The authors reformulate the density matrix expansion for the vector part, incorporating phase-space averaging and anisotropy considerations, leading to a few-percent accuracy in semi-magic nuclei.

Findings

Phase-space averaging significantly improves the vector density matrix.

The reformulated DME achieves a few-percent accuracy for semi-magic nuclei.

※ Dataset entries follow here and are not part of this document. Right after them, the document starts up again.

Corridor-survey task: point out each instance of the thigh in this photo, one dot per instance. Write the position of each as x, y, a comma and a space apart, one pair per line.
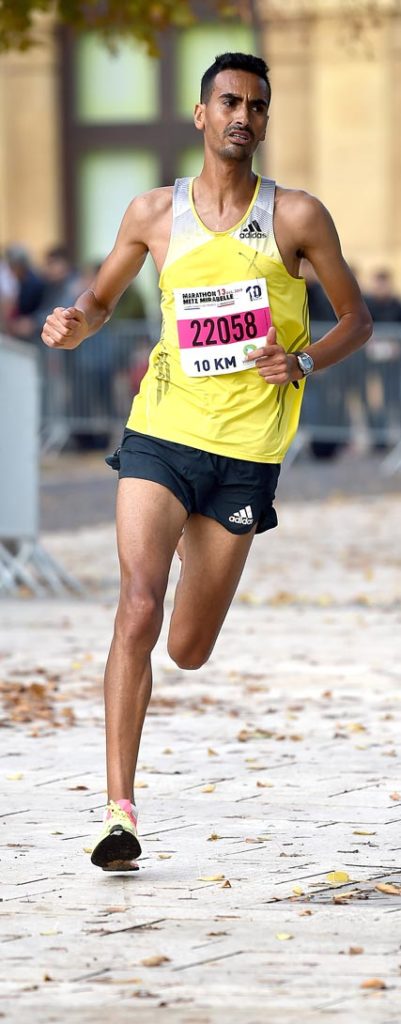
149, 521
213, 560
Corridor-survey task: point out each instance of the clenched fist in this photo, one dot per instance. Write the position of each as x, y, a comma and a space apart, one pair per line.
64, 328
273, 363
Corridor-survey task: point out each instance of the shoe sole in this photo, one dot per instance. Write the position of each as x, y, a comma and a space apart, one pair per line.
116, 850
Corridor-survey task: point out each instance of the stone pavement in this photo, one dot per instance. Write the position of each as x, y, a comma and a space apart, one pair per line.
271, 768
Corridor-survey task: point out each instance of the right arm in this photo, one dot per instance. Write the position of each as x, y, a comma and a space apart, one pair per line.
68, 328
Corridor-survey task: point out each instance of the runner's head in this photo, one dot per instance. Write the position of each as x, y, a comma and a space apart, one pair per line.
233, 61
234, 100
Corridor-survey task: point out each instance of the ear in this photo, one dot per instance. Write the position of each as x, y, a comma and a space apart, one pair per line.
198, 117
264, 135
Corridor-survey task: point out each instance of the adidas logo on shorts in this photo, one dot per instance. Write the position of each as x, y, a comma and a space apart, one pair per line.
242, 518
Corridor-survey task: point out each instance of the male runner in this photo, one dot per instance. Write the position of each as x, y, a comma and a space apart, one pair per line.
220, 402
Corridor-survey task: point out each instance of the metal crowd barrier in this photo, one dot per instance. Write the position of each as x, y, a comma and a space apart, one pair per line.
86, 393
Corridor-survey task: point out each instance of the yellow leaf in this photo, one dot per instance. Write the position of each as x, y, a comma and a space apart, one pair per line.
212, 878
336, 878
154, 961
391, 888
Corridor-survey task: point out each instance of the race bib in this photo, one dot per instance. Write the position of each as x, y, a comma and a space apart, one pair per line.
219, 326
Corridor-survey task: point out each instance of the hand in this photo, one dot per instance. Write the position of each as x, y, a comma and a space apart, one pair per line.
272, 361
64, 328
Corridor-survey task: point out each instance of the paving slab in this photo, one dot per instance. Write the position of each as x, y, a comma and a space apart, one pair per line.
269, 792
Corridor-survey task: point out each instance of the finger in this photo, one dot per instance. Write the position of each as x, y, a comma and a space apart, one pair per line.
271, 337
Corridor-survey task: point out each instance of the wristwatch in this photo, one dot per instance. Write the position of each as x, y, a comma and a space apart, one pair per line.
305, 363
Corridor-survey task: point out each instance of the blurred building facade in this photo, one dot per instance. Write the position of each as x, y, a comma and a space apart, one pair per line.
82, 131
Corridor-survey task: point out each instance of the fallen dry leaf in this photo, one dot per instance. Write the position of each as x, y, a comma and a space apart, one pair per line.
246, 734
387, 887
154, 961
336, 878
362, 832
211, 878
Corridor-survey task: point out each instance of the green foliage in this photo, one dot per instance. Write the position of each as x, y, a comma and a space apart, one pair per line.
114, 19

The improved DME can serve as a foundation for microscopic energy functionals.

Abstract

A current objective of low-energy nuclear theory is to build non-empirical nuclear energy density functionals (EDFs) from underlying inter-nucleon interactions and many-body perturbation theory (MBPT). The density matrix expansion (DME) of Negele and Vautherin is a convenient method to map highly non-local Hartree-Fock expressions into the form of a quasi-local Skyrme functional with density-dependent couplings. In this work, we assess the accuracy of the DME at reproducing the non-local exchange (Fock) contribution to the energy. In contrast to the scalar part of the density matrix for which the original formulation of Negele and Vautherin is reasonably accurate, we demonstrate the necessity to reformulate the DME for the vector part of the density matrix, which is needed for an accurate description of spin-unsaturated nuclei. Phase-space averaging techniques are shown to yield a significant improvement for the vector part of the density matrix compared to the original formulation of Negele and Vautherin. The key to the improved accuracy is to take into account the anisotropy that characterizes the local-momentum distribution in the surface region of finite Fermi systems. Optimizing separately the DME for the central, tensor and spin-orbit contributions to the Fock energy, one reaches a few-percent accuracy over a representative set of semi-magic nuclei. With such an accuracy at hand, one can envision using the corresponding Skyrme-like energy functional as a microscopically-constrained starting point around which future phenomenological parameterizations can be built and refined.